Distilling What and Why: Enhancing Driver Intention Prediction with MLLMs
Abstract
Predicting a drivers’ intent (e.g., turns, lane changes) is a critical capability for modern Advanced Driver Assistance Systems (ADAS). While recent Multimodal Large Language Models (MLLMs) show promise in general vision-language tasks, we find that zero-shot MLLMs still lag behind domain-specific approaches for Driver Intention Prediction (DIP). To address this, we introduce DriveXplain, a zero-shot frame- work based on MLLMs that leverages rich visual cues such as optical flow and road semantics to automatically generate both intention maneuver (what) and rich natural language explanations (why). These maneuver-explanation pairs are then distilled into a compact MLLM, which jointly learns to predict intentions and corresponding explanations. We show that incorporating explanations during training leads to substantial gains over models trained solely on labels, as distilling explanations instills reasoning capabilities by enabling the model to understand not only what decisions to make but also why those decisions are made.
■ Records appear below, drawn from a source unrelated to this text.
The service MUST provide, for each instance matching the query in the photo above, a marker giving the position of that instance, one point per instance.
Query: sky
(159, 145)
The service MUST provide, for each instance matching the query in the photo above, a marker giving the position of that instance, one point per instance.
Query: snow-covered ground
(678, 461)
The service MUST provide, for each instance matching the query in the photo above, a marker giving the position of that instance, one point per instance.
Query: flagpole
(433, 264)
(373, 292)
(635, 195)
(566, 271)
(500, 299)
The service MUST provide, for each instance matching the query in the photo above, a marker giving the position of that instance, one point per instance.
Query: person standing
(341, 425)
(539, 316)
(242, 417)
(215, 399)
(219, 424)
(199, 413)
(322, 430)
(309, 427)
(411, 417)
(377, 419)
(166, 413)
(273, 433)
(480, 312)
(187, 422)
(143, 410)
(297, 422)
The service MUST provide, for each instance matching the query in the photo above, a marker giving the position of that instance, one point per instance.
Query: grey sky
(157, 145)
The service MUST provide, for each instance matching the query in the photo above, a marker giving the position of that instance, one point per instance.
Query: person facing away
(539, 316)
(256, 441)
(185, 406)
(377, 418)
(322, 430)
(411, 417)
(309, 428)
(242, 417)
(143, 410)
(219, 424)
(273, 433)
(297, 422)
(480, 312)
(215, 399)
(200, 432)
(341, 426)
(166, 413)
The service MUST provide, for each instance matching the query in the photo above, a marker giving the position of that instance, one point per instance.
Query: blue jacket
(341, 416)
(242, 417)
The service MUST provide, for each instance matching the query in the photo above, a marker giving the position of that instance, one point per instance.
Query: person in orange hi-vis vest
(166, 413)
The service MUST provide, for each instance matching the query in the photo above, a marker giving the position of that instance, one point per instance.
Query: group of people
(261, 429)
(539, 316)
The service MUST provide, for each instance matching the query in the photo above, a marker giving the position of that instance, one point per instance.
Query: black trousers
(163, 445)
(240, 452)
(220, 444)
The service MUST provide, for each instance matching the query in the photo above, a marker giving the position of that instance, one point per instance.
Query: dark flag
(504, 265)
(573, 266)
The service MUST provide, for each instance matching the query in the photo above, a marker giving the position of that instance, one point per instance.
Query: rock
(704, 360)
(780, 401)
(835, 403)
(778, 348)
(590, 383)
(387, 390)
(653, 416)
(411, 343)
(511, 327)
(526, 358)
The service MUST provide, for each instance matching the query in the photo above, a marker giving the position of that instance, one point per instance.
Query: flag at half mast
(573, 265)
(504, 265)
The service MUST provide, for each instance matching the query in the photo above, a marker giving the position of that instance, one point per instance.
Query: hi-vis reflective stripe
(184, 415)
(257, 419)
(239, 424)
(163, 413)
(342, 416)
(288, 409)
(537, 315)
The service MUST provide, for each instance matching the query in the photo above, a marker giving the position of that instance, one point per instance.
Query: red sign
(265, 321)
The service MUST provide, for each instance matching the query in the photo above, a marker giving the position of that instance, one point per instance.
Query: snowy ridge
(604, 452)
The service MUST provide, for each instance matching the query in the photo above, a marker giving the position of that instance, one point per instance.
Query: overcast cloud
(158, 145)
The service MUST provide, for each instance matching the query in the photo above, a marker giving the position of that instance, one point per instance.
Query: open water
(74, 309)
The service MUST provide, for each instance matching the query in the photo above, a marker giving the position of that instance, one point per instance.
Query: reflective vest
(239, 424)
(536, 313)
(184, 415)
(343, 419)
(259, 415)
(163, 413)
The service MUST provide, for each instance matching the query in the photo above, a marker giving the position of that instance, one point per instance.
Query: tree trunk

Comprehensive experiments across structured (Brain4Cars, AIDE) and unstructured (DAAD) datasets demonstrate that our approach achieves state-of-the-art results in DIP task, outperforming zero-shot and domain-specific baselines. We also present ablation studies to evaluate key design choices in our frame- work. This work sets a direction for more explainable and generalizable intention prediction in autonomous driving systems. We plan to release our codebase to support research.